Warhol, it seems, was filming Blow Job for its full half hour. The film's one shot is from a camera locked on its tripod and zoomed in to the face of a man the collar of whose leather jacket is turned up and who, we are led to believe by the title, is getting a blow job. There is no sound.
WARHOL is reinterpreting the whole idea of the motion picture medium. The result is nothing for theatre audiences, who, in this case, laughed nervously, twittered, yawned, and then finally walked out. Maybe the medium would find its message in coffee houses where people don't have much to look at while they talk or maybe in the bathroom for when you're brushing your teeth. The film needs a more participatory environment.
To call a movie dull implies that it needs much more editing and more action-filled scenes. But that isn't Warhol's medium. He usse the camera as an instrument to record a scene. Blow Job isn't a documentary, a film that represents a real event with a variety of edited shots which give an accurate sense of what went on. Warhol's camera is part of the scene; and his films are what went on before that camera during a limited space of time.
Warhol's medium is more real than documentary. And to have cut Blow Job would have weakened the feeling for what was happening in the actor's face and to have added more action would have confused the study.
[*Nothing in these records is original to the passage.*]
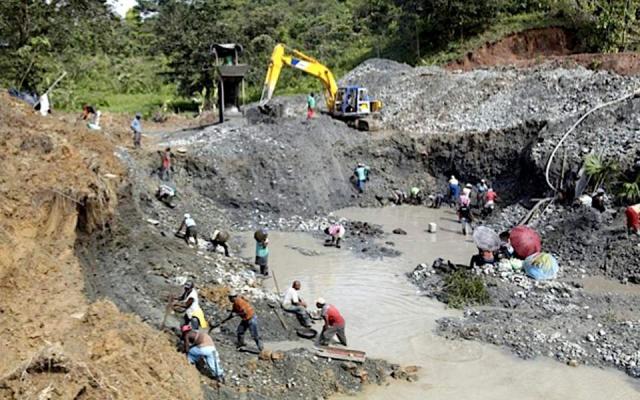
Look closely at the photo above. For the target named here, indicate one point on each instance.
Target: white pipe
(574, 126)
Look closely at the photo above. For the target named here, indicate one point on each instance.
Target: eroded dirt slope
(58, 179)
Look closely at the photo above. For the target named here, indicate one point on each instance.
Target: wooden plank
(341, 354)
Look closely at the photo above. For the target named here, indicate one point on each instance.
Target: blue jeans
(210, 355)
(252, 326)
(301, 313)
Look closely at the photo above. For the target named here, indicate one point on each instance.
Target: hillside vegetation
(159, 54)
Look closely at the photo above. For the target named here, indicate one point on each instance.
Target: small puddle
(388, 319)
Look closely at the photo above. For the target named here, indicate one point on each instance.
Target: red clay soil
(54, 344)
(536, 46)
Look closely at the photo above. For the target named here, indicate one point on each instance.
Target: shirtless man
(199, 345)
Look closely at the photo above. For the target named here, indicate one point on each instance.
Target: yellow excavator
(350, 103)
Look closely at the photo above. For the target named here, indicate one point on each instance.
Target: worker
(362, 175)
(482, 258)
(136, 127)
(598, 200)
(490, 202)
(87, 111)
(333, 323)
(262, 255)
(336, 232)
(454, 190)
(166, 194)
(481, 189)
(199, 345)
(190, 229)
(436, 200)
(466, 218)
(165, 163)
(398, 196)
(506, 250)
(633, 219)
(311, 105)
(189, 304)
(464, 199)
(220, 238)
(242, 308)
(293, 303)
(467, 190)
(415, 196)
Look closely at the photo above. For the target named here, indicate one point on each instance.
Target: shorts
(262, 261)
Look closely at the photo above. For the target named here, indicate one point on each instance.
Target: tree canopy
(164, 46)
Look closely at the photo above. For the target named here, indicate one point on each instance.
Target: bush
(464, 289)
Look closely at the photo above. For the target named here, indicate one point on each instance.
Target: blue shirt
(361, 173)
(136, 125)
(261, 250)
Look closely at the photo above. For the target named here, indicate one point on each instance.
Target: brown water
(602, 285)
(388, 319)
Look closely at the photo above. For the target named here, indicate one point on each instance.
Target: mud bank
(387, 317)
(138, 265)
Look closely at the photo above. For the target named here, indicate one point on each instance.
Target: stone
(349, 366)
(265, 355)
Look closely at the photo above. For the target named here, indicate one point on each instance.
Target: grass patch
(465, 289)
(501, 28)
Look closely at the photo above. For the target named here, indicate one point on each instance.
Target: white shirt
(195, 305)
(290, 297)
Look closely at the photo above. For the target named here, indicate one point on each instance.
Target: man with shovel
(249, 321)
(199, 345)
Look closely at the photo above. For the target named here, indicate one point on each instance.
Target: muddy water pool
(387, 318)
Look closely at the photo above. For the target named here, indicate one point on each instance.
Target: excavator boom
(351, 103)
(304, 63)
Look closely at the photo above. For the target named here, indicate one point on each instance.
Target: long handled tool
(275, 282)
(167, 310)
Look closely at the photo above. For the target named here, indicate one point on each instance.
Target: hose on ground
(578, 122)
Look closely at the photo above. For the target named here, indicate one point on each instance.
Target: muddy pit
(290, 177)
(389, 319)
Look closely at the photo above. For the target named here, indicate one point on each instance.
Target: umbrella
(486, 238)
(525, 241)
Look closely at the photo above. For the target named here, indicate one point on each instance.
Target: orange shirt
(243, 308)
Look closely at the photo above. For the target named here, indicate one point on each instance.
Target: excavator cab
(352, 101)
(355, 107)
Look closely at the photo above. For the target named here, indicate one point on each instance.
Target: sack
(541, 266)
(260, 235)
(525, 241)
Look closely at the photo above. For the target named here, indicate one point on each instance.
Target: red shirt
(243, 308)
(166, 160)
(332, 316)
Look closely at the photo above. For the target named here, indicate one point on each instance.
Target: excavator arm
(300, 61)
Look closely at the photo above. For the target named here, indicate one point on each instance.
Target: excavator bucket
(368, 124)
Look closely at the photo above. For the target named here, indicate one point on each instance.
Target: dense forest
(160, 52)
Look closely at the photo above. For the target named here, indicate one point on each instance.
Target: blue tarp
(541, 266)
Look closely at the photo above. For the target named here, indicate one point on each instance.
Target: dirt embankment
(535, 46)
(58, 180)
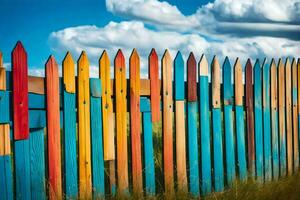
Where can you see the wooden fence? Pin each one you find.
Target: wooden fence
(92, 137)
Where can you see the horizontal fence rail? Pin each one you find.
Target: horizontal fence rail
(82, 137)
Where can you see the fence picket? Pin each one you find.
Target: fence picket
(274, 119)
(135, 121)
(53, 129)
(121, 122)
(192, 110)
(167, 123)
(69, 130)
(258, 119)
(288, 110)
(108, 119)
(84, 140)
(154, 85)
(180, 122)
(281, 112)
(295, 118)
(228, 120)
(204, 126)
(250, 117)
(239, 120)
(96, 139)
(266, 121)
(6, 185)
(216, 126)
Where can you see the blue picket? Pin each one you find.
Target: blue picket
(37, 164)
(148, 148)
(267, 122)
(22, 169)
(70, 147)
(228, 119)
(258, 121)
(97, 140)
(205, 133)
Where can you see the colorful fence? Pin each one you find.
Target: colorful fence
(213, 133)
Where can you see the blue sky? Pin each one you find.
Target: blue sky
(221, 27)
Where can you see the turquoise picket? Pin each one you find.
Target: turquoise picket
(37, 164)
(97, 140)
(6, 179)
(216, 127)
(228, 119)
(70, 147)
(204, 126)
(266, 121)
(274, 120)
(258, 121)
(22, 169)
(148, 148)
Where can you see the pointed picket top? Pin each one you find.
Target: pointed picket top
(203, 66)
(69, 73)
(216, 86)
(287, 63)
(273, 64)
(179, 77)
(154, 85)
(134, 57)
(192, 78)
(238, 82)
(51, 64)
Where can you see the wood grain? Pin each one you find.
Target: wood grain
(20, 92)
(135, 122)
(281, 115)
(295, 115)
(84, 140)
(108, 136)
(250, 117)
(53, 129)
(167, 123)
(154, 86)
(121, 122)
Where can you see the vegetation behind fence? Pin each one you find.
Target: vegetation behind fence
(82, 137)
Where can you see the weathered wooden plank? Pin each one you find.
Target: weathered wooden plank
(96, 140)
(250, 117)
(53, 129)
(295, 115)
(228, 120)
(69, 130)
(216, 126)
(288, 110)
(167, 123)
(83, 95)
(108, 136)
(154, 85)
(258, 119)
(239, 120)
(266, 121)
(274, 120)
(180, 122)
(192, 109)
(22, 169)
(37, 164)
(20, 92)
(204, 126)
(281, 112)
(135, 122)
(149, 155)
(121, 122)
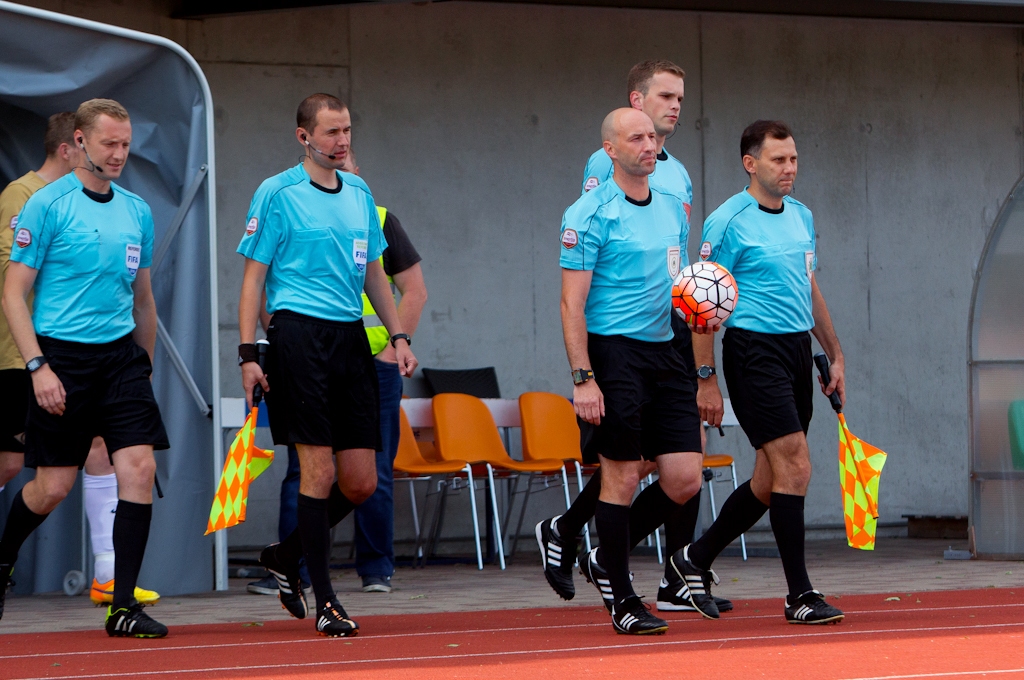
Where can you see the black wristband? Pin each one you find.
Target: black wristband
(248, 352)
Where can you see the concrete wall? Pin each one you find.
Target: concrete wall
(473, 123)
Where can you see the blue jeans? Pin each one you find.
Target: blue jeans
(288, 520)
(375, 518)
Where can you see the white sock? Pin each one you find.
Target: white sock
(100, 498)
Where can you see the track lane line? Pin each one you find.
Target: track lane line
(604, 647)
(479, 631)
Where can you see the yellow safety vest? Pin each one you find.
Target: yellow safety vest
(376, 332)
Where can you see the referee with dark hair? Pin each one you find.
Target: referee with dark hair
(313, 240)
(620, 251)
(766, 239)
(86, 245)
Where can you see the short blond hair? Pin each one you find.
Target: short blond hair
(89, 112)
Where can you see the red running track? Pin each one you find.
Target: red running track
(960, 634)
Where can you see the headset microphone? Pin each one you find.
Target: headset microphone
(330, 156)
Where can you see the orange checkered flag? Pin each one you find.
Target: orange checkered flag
(859, 470)
(244, 463)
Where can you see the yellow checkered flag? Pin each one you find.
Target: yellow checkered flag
(859, 470)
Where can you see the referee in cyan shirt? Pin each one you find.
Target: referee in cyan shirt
(620, 251)
(86, 245)
(766, 239)
(312, 240)
(656, 88)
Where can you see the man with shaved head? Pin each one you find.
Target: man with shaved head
(621, 246)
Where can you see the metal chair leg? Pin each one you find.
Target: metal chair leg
(742, 537)
(476, 521)
(498, 526)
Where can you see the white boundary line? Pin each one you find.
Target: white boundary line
(460, 632)
(520, 652)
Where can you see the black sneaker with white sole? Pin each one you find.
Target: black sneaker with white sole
(132, 622)
(557, 557)
(332, 621)
(632, 617)
(673, 597)
(293, 599)
(697, 583)
(811, 608)
(5, 580)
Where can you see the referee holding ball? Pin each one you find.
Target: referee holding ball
(313, 240)
(86, 245)
(766, 240)
(620, 251)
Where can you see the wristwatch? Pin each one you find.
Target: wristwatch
(706, 372)
(580, 376)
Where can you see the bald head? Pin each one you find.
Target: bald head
(629, 139)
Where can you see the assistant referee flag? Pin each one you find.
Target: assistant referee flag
(245, 463)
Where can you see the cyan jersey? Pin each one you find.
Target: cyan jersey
(87, 252)
(669, 174)
(315, 242)
(771, 257)
(634, 251)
It may be too much for the theatre audience to take, but it is doing something the camera's never done before.
Screen Test Mario Montez is the interview of a transvestite who wants to play a 14-year-old gypsy girl in a cheap reenactment of The Hunehback of Notre Dame. Again one shot by the camera, this time of Mario's out-of-focus head, and this time with sound. It takes around an hour and a half to end itself with conversation that's just incredibly obscene.
Camp was a home movie of some of Warhol's friends that was so dull that even the actors in the backround weren't interested with what was going on, and we had to walk out.